The state capital, Adelaide, is repeatedly voted one of the most liveable cities in the world, but with forty miles of the finest white beaches, 300 days of sunshine a year, rolling hills, vineyards, ancient mountain ranges and the mighty outback desert there can be more to life than what is found within the confines of a city. If you’ve ever dreamt of escaping the rat race, then living and working in Regional South Australia could offer the perfect lifestyle change.

Each week on ‘Migration Monday’ we will be highlighting one of the spectacular South Australian regions and the industries that are thriving in that area.


Barossa: Home of the Barossa Valley

Key industries: Wine, Agriculture, Tourism, Food

One of Australia’s leading wine regions, the Barossa is recognised as a premium location in which to live, work and do business. This dynamic region is home to some of the nation’s most successful wine exporters and has one of the fastest growing populations in South Australia. International visitors are struck by the beautiful rolling hills covered in vineyards and the small townships which are all steeped in history and charm. It’s a well preserved and vibrant region with continued prosperity and character. As people move away from the pressure of city life, the Barossa has become a real lifestyle as well as tourism destination.

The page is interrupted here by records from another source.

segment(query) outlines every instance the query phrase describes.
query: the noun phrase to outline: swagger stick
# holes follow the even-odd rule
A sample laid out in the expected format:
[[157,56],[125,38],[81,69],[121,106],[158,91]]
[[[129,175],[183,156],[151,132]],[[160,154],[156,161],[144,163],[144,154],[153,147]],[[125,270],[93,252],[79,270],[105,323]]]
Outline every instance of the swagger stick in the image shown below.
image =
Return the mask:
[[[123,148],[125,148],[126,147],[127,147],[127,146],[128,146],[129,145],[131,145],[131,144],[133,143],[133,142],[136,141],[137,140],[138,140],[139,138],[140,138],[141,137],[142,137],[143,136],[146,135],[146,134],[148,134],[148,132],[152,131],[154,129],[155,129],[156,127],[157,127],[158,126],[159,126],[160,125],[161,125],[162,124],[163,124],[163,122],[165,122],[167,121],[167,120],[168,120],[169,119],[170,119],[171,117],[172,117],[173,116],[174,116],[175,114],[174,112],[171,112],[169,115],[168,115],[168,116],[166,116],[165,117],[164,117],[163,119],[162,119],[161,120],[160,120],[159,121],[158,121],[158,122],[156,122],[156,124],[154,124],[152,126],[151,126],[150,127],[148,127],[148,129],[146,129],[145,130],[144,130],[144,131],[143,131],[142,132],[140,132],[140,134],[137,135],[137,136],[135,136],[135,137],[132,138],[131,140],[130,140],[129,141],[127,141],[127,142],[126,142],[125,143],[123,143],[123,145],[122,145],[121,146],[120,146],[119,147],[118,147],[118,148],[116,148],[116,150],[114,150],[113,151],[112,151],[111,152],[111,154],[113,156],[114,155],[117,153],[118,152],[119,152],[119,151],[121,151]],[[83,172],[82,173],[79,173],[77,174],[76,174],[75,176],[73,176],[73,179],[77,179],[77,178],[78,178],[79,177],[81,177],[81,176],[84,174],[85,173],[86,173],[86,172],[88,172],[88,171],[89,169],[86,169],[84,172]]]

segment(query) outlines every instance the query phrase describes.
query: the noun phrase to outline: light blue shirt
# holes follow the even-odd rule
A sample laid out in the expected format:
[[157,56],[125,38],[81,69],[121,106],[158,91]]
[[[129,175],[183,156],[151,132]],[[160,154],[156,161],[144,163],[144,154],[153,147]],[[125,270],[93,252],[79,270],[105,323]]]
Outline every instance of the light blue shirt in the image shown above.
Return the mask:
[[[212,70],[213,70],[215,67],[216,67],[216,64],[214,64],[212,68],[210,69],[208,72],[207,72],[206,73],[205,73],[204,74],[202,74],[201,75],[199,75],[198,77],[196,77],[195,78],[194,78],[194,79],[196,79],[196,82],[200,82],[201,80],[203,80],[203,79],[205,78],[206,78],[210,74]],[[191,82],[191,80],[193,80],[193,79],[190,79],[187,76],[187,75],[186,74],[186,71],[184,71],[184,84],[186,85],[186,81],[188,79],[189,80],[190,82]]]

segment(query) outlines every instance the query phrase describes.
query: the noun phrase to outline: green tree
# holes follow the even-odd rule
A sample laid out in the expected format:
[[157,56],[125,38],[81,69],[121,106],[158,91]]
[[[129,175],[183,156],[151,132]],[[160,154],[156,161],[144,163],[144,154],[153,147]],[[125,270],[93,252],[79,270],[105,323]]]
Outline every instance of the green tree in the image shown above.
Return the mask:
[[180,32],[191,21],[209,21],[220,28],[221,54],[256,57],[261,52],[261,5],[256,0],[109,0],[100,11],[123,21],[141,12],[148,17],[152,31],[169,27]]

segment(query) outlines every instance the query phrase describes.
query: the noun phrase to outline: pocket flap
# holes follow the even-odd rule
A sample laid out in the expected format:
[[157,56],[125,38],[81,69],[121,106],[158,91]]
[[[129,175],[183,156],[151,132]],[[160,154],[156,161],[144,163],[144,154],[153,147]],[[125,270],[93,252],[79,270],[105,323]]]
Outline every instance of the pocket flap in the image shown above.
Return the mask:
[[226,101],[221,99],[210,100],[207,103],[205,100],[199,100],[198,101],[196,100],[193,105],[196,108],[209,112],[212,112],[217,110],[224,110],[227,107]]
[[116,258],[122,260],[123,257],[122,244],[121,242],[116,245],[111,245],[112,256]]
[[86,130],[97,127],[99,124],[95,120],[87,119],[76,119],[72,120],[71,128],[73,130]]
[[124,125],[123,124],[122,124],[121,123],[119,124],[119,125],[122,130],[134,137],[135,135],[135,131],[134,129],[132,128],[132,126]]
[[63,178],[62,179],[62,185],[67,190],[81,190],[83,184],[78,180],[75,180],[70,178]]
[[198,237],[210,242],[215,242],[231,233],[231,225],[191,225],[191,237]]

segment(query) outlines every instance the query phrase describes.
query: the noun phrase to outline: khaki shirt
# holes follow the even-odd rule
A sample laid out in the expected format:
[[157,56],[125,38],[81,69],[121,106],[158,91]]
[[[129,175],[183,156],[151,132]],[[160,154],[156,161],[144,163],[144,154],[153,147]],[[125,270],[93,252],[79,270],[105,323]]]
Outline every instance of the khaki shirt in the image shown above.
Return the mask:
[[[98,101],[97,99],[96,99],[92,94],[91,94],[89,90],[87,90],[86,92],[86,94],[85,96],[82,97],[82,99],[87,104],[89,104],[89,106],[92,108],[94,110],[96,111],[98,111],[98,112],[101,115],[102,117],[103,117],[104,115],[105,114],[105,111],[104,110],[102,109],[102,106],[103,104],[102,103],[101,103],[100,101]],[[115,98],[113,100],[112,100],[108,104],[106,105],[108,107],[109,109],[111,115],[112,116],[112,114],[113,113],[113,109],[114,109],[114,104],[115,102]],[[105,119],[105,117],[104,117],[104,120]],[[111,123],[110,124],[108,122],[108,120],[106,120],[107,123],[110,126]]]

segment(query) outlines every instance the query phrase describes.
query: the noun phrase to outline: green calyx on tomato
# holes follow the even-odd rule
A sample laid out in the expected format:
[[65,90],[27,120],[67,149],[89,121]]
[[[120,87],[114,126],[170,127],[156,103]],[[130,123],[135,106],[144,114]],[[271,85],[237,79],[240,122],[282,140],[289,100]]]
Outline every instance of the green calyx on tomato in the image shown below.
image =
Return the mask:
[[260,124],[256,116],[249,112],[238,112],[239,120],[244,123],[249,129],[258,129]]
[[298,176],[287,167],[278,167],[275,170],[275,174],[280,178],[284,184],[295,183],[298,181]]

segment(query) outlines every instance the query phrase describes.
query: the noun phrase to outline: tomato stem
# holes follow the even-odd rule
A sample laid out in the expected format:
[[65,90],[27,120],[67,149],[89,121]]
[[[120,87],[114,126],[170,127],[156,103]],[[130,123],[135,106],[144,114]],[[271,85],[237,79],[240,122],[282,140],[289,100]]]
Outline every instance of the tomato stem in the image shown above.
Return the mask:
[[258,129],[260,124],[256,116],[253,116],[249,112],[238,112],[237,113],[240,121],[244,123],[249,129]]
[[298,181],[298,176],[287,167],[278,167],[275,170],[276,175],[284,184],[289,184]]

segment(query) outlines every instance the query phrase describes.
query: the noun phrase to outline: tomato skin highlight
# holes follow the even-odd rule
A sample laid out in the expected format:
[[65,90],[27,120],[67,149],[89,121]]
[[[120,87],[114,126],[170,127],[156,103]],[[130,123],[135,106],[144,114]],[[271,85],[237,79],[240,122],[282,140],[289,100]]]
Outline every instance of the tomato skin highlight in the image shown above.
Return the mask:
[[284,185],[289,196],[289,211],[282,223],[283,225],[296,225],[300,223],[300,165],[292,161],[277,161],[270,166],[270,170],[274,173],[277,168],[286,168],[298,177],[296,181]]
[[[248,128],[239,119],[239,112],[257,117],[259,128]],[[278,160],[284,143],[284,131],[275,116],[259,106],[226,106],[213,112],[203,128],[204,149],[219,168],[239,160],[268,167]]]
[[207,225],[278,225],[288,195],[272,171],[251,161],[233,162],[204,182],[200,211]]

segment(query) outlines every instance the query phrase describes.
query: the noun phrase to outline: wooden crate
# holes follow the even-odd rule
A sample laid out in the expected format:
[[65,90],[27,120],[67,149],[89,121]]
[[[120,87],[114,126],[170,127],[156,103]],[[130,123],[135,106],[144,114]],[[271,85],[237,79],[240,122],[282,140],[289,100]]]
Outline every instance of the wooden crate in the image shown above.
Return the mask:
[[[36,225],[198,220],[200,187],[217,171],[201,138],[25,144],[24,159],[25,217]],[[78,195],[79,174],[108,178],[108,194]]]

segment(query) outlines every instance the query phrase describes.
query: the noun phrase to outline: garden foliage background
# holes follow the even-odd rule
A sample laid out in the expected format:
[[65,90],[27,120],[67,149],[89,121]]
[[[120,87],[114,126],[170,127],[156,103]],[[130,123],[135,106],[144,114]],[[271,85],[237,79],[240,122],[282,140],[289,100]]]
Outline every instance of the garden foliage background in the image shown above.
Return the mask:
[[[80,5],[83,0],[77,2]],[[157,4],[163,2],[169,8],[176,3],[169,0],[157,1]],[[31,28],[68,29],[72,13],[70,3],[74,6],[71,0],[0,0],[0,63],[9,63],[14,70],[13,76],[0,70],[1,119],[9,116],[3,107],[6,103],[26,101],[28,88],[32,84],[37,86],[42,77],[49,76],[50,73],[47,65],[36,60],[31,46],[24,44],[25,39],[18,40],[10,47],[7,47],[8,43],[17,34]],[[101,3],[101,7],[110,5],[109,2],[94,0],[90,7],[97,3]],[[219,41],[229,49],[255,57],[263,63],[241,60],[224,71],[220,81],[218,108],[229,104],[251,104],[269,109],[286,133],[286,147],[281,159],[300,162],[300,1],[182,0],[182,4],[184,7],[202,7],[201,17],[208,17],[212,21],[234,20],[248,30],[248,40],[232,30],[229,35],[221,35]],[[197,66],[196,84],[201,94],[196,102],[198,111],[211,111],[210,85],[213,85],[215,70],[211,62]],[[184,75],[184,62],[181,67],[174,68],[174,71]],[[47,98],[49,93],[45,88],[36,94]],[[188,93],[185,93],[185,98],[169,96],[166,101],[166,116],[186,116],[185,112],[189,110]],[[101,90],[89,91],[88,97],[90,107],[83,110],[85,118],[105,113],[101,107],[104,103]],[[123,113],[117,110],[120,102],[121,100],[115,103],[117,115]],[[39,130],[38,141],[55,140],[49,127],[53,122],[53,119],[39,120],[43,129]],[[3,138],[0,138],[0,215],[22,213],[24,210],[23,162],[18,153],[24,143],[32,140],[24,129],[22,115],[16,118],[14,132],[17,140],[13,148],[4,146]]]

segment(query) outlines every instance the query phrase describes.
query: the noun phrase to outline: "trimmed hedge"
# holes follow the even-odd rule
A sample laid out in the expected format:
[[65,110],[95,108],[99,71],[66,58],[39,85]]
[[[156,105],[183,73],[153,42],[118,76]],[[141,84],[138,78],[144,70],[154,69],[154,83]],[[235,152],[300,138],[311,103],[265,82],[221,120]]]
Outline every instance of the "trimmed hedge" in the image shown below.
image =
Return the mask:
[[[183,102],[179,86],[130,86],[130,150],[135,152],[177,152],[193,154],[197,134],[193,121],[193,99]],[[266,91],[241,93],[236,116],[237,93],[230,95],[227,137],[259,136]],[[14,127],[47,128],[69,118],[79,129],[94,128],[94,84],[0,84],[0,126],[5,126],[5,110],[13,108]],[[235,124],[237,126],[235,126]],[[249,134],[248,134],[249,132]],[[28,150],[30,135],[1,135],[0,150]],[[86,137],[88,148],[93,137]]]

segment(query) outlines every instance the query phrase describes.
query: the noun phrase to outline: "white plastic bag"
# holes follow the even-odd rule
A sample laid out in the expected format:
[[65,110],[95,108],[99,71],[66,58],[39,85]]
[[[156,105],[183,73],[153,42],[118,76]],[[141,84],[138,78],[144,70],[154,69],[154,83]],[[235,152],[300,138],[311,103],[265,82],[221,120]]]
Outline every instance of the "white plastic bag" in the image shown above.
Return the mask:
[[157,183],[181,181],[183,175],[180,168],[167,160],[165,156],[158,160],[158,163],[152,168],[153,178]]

The fertile soil of the Barossa is home to some of the world’s most acclaimed vineyards, but wine isn’t all that tastes great in the Barossa. A rich passion for food reflects the region’s strong traditions and celebrated heritage, mixed with modern innovation and a passion for quality locals.

The Barossa’s has a long winemaking history dating back to 1842. Since then it has grown to over 150 wineries and over 80 cellar doors, making which vineyard to visit next a tricky yet delicious decision.

The region consists of five main communities – Angaston, Lyndoch, Nuriootpa, Tanunda and Williamstown along with the wine growing areas of the Barossa Valley and Eden Valley, plus the neighbouring agricultural communities of Kapunda, Freeling and the town of Gawler.

Everywhere you look the region’s rich 175-year-old cultural and architectural heritage is present; from the beautifully maintained châteaus to the churches and villages. Thanks to the influx of locals attracted by the food and wine industries, there’s also a progressive, contemporary feeling to the area’s character as well.